三陸応援紀行:南三陸さんさん商店街

今年3月に本設オープンした南三陸最大の商店街。平日にも関わらず、観光バスや乗用車が吸い込まれていく。土日は1〜2時間の駐車場待ちになることもあるそうだ。観光客が多く集まる場所だが町の商店街であり、スーパー、魚屋、パン屋、ケーキ屋、床屋や病院、文具店、衣料品店も並ぶ。

さんさん商店街の名物はなんといっても「キラキラ丼」。春は地元産の珍しい春野菜と旬の海産物、夏はウニ、秋は鮭など秋の味覚、冬はキラキラ丼の元祖でもあるイクラ、と四季を楽しめる一杯になっている。

たこプリンは店を訪れる人が次から次へと箱買いしていくほどの人気ぶり。「南三陸のウニやアワビを食べて育ったセレブなタコ」が入っており、朝食にもおやつにもなるプリンという名のキッシュだ。
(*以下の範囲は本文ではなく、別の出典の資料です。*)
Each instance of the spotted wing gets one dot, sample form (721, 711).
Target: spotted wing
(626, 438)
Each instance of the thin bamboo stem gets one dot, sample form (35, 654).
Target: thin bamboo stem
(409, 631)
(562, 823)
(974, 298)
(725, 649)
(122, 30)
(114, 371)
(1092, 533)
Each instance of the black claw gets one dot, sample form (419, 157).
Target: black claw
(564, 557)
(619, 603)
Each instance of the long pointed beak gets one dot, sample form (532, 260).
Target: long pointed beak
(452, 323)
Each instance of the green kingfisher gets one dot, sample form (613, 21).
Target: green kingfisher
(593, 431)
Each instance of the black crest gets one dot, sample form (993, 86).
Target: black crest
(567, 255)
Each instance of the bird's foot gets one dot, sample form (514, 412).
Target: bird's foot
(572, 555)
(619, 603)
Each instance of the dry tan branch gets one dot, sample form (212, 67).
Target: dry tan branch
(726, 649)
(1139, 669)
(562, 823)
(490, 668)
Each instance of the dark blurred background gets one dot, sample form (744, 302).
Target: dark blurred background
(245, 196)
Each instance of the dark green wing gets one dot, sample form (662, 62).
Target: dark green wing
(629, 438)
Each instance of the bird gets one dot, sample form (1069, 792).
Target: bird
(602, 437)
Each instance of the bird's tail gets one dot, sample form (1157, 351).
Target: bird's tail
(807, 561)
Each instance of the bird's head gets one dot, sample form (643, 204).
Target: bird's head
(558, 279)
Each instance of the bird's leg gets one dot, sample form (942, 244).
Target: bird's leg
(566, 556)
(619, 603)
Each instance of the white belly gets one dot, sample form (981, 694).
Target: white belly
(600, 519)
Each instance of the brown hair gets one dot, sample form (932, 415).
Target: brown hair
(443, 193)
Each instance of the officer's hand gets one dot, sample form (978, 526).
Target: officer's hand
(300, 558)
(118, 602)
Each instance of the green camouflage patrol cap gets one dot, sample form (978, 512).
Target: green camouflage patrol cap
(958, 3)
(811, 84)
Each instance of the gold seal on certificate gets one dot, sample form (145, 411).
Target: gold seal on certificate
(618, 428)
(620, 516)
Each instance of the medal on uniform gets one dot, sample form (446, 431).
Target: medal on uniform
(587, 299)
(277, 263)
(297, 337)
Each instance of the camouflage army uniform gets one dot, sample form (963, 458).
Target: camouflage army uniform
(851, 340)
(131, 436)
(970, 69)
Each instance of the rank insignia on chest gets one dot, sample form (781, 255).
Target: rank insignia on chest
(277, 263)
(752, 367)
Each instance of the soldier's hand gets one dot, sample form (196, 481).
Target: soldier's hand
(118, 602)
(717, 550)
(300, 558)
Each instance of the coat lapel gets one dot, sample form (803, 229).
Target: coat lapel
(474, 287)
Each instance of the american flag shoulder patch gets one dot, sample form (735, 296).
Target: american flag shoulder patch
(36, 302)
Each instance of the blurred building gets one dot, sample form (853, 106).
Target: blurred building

鮮魚店では採れたての牡蠣やホタテ、ウニ、ホヤなどをその場で食べることもできる。特に地元志津川湾で誕生した「あまころ牡蠣」は、産卵を経験していない0歳牡蠣で濃厚な甘さが特徴。牡蠣好きなら必ず食べて欲しい。

仮設の時から毎回ここに来ると必ず食べているモアイソフトクリームはお茶屋さんが厳選した抹茶で作ったソフトクリーム。モアイゴーフレットの甘さと抹茶アイスのほのかな苦みが絶妙なバランスで楽しめるスイーツだ。

どこに行っても「美味いもの」は人を惹きつける。それが町の賑わいにつながっていることを南三陸グルメを楽しみながら実感できる場所だ。

三陸応援紀行:気仙沼

昭和54年から鹿折で街の洋食屋さんとして32年間営業していた「やまにし」さん。震災でお店が流されシェフのみなさんが各地に散った。震災後、息子さんが東京で和食の修行を積み、和食処としてリニューアルオープン。ちょうど1周年を迎えた。

気仙沼名物のホヤや気仙沼港で水揚げされた魚の刺身は新鮮そのもの。また野菜の炊き合わせも味がよく染みていて思わず顔がほころぶ。

今でも洋食屋時代に人気だったハンバーグやオムライスを求めて訪ねてくるお客さんもいるらしく、「和食屋になったので」とお断りすることも多いのだとか。創業時から大人気だった「気仙沼の元祖エビフライ」は和食屋になった今でも人気メニュー。その大きさとプリプリ感に驚く。